# How is this filter?



## Ariel (May 25, 2008)

http://www.aquariumguys.com/smwofi.html

Do you think this would do well in my 2.5 gal tank?


----------



## Flashygrrl (Jan 18, 2008)

I've got one in mine. Seems to work ok, nothing special. Kinda makes a lot of big bubbles so I don't know if it would irritate your betta.


----------



## Ariel (May 25, 2008)

Okay thanks. It is really cheap. Do you have a betta with yours?


----------



## Ariel (May 25, 2008)

http://www.aquariumguys.com/smwofi.html

How about this one?


----------



## JMeenen (Apr 7, 2008)

I had one of those as an emergency filter ....they are not too good..Go to Doctors Foster & Smith ..look up the Azoo Palm Filter..its a sponge filter with adjustable flow..it s about $10.00 ..that would be a better choice.


----------



## Cody (Dec 22, 2007)

Or get the Red Sea Max Deco Filter.

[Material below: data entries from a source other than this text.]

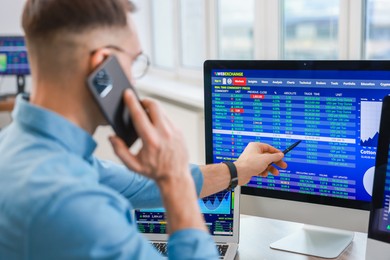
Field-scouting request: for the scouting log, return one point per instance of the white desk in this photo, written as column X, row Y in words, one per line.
column 257, row 233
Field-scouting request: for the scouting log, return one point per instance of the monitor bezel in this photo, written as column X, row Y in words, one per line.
column 210, row 65
column 16, row 74
column 381, row 164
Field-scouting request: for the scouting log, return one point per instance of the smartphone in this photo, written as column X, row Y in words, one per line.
column 107, row 84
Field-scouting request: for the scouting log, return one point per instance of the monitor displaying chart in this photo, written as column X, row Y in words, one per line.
column 385, row 221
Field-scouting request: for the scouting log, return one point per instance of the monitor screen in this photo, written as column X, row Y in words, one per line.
column 385, row 220
column 379, row 228
column 333, row 107
column 13, row 56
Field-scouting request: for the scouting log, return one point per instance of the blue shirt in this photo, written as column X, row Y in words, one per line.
column 57, row 201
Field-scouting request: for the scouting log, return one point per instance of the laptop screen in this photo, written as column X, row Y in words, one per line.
column 218, row 211
column 379, row 228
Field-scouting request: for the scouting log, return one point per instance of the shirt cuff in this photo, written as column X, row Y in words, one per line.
column 197, row 175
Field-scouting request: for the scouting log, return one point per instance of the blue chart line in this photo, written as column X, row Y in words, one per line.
column 369, row 125
column 216, row 204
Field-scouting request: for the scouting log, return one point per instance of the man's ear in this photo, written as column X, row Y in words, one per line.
column 98, row 57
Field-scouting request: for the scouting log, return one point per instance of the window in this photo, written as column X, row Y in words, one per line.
column 235, row 29
column 163, row 34
column 184, row 33
column 311, row 29
column 192, row 28
column 378, row 29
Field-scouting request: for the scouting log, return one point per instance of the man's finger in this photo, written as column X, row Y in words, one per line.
column 141, row 121
column 122, row 151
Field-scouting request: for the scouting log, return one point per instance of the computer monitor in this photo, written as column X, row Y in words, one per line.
column 378, row 242
column 14, row 59
column 332, row 106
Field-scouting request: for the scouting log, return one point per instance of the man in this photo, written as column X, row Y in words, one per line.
column 57, row 201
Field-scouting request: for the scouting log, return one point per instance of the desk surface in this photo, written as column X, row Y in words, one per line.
column 257, row 233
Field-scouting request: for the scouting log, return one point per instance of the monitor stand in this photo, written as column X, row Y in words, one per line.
column 20, row 83
column 316, row 241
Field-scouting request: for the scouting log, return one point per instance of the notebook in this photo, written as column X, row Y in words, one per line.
column 222, row 216
column 378, row 242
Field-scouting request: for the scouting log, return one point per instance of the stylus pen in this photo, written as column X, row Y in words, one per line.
column 288, row 149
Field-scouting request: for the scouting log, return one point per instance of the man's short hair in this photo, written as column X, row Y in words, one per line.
column 45, row 18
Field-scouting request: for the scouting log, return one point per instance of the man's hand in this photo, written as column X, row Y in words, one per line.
column 163, row 158
column 163, row 154
column 257, row 160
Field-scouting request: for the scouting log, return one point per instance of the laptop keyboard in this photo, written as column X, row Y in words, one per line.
column 162, row 249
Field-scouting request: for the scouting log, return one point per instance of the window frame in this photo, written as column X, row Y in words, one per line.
column 351, row 39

I am running it on my cycling 2.5G (plan to have it for a while), and it works very well. Pretty resonable price too (I got the filter and 8 cartridges for less than $16 notwith shipping).


----------



## Ariel (May 25, 2008)

K, thanks. Any comments on this one? 

http://www.petdiscounters.com/c70/c244/Smallworld-Filter-p6704.html


----------



## stephenmontero (Mar 15, 2008)

needs an air pump to run


----------



## Ariel (May 25, 2008)

Does that go inside or outside of the tank?


----------



## stephenmontero (Mar 15, 2008)

well bettas and air pumps dont really get along cause they create a lot water disturbance, you want a filter that isnt air driven


----------



## Ariel (May 25, 2008)

Are they more expensive? I am only a kid so i dont have a lot of money. :wink:


----------



## stephenmontero (Mar 15, 2008)

no not really you should look into something that is a Hang on back filter (HOB) tetra makes a good one called the Tetra Whisper filter that one doesnt make to much flow and isnt air driven


----------



## Ariel (May 25, 2008)

K thanks. i have to go. You've helped a lot. :wink:


----------



## stephenmontero (Mar 15, 2008)

no problem and i forgot to say that pump isnt that expensive either way


----------



## Ariel (May 25, 2008)

Ok. I looked up the tetra wisper one and it looks pretty small which is good. Thanks!


----------



## SlavetoImpulse (Apr 22, 2008)

Be careful. I got a tank with a whisper filter that came with it, and it caused way too much flow in the tank. Also, it didn't stick to the sides well at all.


----------